Le porte-parole de QS a donné un coup de main à la candidate de QS Carol-Ann Kack (Rimouski) en participant notamment à du pointage et du porte-à-porte avec elle. « Cette année, les progressistes, les indépendantistes doivent se rassembler derrière Carol-Ann », a-t-il fait valoir lors d’un point de presse dans un local électoral grouillant de vie.

Appel aux votes des jeunes

 

Gabriel Nadeau-Dubois a appelé les jeunes (et moins jeunes) à Rimouski (et ailleurs) à faire barrage au « plan d’accélération des changements climatiques » de la Coalition avenir Québec, qui est assorti d’investissements de près de 7,5 milliards de dollars dans des « projets qui vont empirer les changements climatiques » comme un troisième lien routier entre Québec et Lévis, et le prolongement de routes ici et là. « Les jeunes du Québec, à cette élection-ci, ont à peu près un vote sur trois, c’est un pouvoir ça. Ce que je dis aux jeunes c’est : utilisez ce petit bout de pouvoir là que vous avez. C’est l’élection de la dernière chance pour les changements climatiques. Ne laissez pas ce petit bout de pouvoir là vous glisser entre les doigts », a-t-il insisté.

QS bénéficie de l’appui de 36 % des électeurs âgés entre 18 et 34 ans, selon le dernier sondage Léger-Le Journal de Montréal-TVA-QUB. « C’est une génération qui malheureusement dans les dernières années a voté moins que les autres », a fait remarquer M. Nadeau-Dubois dimanche, avant de réitérer son appel au vote malgré les projections de victoire de la CAQ le 3 octobre prochain.

Peu importe où il se trouve dans la salle de l’Assemblée nationale, les députés « écologistes », « responsables » et « combatifs » de Québec Solidaire inciteront le gouvernement à intensifier la lutte contre les changements climatiques. « Moi, je fais campagne pour gagner, mais si on est dans l’opposition le 3 octobre, plus il va y avoir de députés solidaires en face du gouvernement, plus on va être capable de faire pression pour que le gouvernement d’en face en fasse le plus possible sur les changements climatiques », a-t-il affirmé.
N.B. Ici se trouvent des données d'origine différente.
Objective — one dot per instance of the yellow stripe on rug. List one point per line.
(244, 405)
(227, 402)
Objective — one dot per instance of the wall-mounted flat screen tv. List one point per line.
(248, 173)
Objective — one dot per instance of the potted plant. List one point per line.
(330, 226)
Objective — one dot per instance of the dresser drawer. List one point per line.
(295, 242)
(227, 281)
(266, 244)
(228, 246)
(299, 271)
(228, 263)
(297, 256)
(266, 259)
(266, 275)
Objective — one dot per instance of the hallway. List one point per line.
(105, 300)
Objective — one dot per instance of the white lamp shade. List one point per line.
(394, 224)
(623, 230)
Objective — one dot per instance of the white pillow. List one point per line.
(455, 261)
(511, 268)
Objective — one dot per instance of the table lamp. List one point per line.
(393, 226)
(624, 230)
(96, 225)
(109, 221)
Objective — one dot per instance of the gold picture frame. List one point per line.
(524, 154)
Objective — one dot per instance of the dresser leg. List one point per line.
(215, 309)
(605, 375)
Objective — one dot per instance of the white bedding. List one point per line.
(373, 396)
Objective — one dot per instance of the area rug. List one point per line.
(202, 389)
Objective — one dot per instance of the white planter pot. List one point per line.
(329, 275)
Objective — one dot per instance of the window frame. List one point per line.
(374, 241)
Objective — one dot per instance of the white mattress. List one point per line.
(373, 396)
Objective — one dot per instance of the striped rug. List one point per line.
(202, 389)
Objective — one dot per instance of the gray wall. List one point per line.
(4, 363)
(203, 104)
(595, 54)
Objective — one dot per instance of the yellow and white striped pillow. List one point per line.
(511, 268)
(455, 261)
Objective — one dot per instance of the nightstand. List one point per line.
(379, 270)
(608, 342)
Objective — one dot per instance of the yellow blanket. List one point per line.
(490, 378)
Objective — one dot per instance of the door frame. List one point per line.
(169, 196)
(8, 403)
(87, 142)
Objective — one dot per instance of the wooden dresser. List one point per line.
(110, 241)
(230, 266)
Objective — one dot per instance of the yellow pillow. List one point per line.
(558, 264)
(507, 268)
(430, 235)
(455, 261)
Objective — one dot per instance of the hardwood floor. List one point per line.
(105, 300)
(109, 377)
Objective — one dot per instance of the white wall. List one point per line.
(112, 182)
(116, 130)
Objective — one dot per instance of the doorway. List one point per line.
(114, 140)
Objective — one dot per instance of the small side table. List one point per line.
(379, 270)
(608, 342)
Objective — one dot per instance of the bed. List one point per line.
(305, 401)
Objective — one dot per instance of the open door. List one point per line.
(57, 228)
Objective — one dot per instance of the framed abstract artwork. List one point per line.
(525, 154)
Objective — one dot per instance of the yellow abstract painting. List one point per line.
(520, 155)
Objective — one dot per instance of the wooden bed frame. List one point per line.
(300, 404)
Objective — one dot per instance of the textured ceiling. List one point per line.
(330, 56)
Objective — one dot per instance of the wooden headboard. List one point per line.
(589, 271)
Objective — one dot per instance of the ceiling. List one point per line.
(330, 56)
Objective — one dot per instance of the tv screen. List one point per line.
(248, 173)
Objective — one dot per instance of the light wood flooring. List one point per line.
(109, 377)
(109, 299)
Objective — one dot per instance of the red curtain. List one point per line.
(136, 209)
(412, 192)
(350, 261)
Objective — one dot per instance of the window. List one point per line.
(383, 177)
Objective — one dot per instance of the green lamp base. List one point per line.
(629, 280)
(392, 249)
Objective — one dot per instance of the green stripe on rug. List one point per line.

« La crise la plus urgente à régler, celle qui est la plus pressante, ici et maintenant, c’est la crise du coût de la vie. Mais, la crise la plus grave, celle qui est la plus inquiétante pour l’avenir, c’est la crise climatique. »

M. Nadeau-Dubois n’arrive pas à croire que le chef caquiste, François Legault, ait dit, dans un entretien avec le Journal de Montréal, que « pour les jeunes, la priorité, ça ne devrait pas juste être l’environnement, ça devrait être l’éducation ».

Mais, « si le climat fout le camp, tout le reste va foutre le camp », a souligné le porte-parole solidaire, tout en disant observer une « écoanxiété » grandissante au sein de la population québécoise. « Si François Legault avait voulu donner une bonne raison aux jeunes du Québec d’aller voter le 3 octobre, bien, il vient de leur en donner une. […] Les jeunes n’ont pas besoin de se faire dire quoi penser par François Legault. Ils ont besoin d’un premier ministre qui les écoute », répète « GND ». « J’en reviens tellement pas ! », « Quel paternalisme ! »

M. Legault s’est gardé d’en rajouter, dimanche. Il a soutenu que l’éducation est sa priorité. « L’éducation, pour moi, c’est ma passion et personne ne va me faire changer d’idée », a-t-il dit.

Mise au point

 

Laurence Pageau a expliqué dimanche après-midi avoir cherché par le biais de son message du 5 janvier 2021 à « simplement inviter [son] lectorat à réfléchir » aux « différents leviers sociaux à notre disposition pour accélérer la transition écologique » . « Si je me suis joint à Québec solidaire cet été, c’est parce que je partage la vision de Gabriel et Manon selon laquelle la transition écologique est un projet de société qui sera bénéfique pour tous et toutes et qui nécessite une participation collective des citoyens, mais surtout du gouvernement. Il est important de mettre cela de l’avant pour que les gens aient de l’espoir et envie de faire partie du changement », a-t-elle assuré à ses abonnés.